Talk to other parents whose children are preparing for university on our Higher Education forum.

How much do you give your child at uni?

53 replies

Martyjake · 12/04/2025 07:41

My son is hopefully starting university in Wales in September. His maintenance loan will just cover the cost of his accommodation and we were thinking of giving him £100 a week for everything else. Is that too much/ too little? He doesn’t have a part time job so all the money he will get is from us.

OP posts:
WombatChocolate · 16/04/2025 17:17

If the maintenance loan had risen with inflation, it would be about £12.25k.

Our DS is fully funded by us. We start from £12.25k and work backwards. He picks his accommodation and if he goes for more expensive there is less for other things and vice versa.

Given accommodation can be £8/9/10k in halls (upper end if catered) parents who pay the accom and then tell their DC to live on maintenance loan are looking at their DC having £13.5/14.5/15.5k per year. For most, this is in excess of what’s needed. Why not have less and either less parental contribution or less loan? The only reason I can see for ‘live off the maintenance loan and we pay accom’ is that it requires no real calculations.

In yr1 DS starting from the 12.25k figure had uni accom costing £9.75k £
(fully catered) and then had £2.5k on top. That gave him about £800 per term or £80 per week if a 10 week term. Given he had no bills or little food to pay for, it was plenty.

In yr2, rent is £715 per month or about £8.5k. He will then have £3.75k to cover bills, food and socialising.

He has more than many who have the full maintenance loan or whose parents give about £10k or top up to that. He has less than some. But it’s been fine.

He will have no debt as we pay. He doesn’t work term time, but has worked in summers and maybe a week at Easter/Christmas and already had savings from a 6th form job. This means he has several £k in the bank as back-up.

As parents, we paid a deposit for yr2 house, early in autumn term of 1st yr. We also started giving him yr2 money in July of yr1 as his rent agreement started from then. Of course anyone fully reliant on maintenance lon won’t get that money until Sept/Oct but will be making rent payments for 3 months before.

So parents budgeting, consider deposits for the 2nd/3rd year if they will be in private accom and also that rent payments begin in private 2nd/3rd accom in July at end of yr1 not in Sept/Oct yr2. These things mean they might need chunks of cash (hundreds for deposit, thousands for 3 months rent and bills) at times you might not have expected.

We give money termly. This allows them to budget for expensive weeks (ie freshers) and cheaper weeks, whereas monthly or certainly weekly makes thus harder as spending isn’t evenly spread.

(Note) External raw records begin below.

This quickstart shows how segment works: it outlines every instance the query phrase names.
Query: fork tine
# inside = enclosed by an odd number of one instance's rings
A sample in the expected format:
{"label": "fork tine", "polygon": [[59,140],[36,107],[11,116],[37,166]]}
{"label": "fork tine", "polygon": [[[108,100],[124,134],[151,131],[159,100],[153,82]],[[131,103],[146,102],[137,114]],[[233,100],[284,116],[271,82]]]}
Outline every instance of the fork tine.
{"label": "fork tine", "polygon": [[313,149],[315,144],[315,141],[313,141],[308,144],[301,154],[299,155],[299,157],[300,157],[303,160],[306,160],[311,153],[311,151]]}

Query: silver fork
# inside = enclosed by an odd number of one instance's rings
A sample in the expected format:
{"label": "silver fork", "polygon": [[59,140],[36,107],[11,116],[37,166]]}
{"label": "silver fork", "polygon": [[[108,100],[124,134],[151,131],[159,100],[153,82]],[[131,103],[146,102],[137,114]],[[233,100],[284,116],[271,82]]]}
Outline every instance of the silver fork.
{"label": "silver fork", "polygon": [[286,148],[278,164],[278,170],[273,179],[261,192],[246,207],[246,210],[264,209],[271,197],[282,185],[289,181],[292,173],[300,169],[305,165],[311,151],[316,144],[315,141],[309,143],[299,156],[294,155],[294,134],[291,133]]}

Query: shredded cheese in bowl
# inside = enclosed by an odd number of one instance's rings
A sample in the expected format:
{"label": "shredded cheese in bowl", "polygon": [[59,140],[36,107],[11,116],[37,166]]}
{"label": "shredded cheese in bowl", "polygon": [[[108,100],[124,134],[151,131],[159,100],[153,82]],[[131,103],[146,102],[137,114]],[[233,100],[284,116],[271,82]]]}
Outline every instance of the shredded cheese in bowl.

But DC can cope with this and he won’t blow the lot as some might.

Silvertulips · 16/04/2025 17:22

We pay accommodation and £50 a week.

DD has a summer job she saves for Uni, and works if she wants to go out:

We also pay for her fares home, and any bigger expenses like shoes:

She saves her Christmas money for any holidays she wants to go on.

He needs a job if he wants more spends.

Birdsongsinging · 16/04/2025 20:47

We had the logic that if we gave a monthly sum then they could decide if they had the more expensive accommodation or not. We also decided that we did not want them to have student loans and we had the money to fund them so why not? Lots of people pay for private school fees, which we hadn't, so paying for them to have a 'free' university experience seemed cheap in comparison!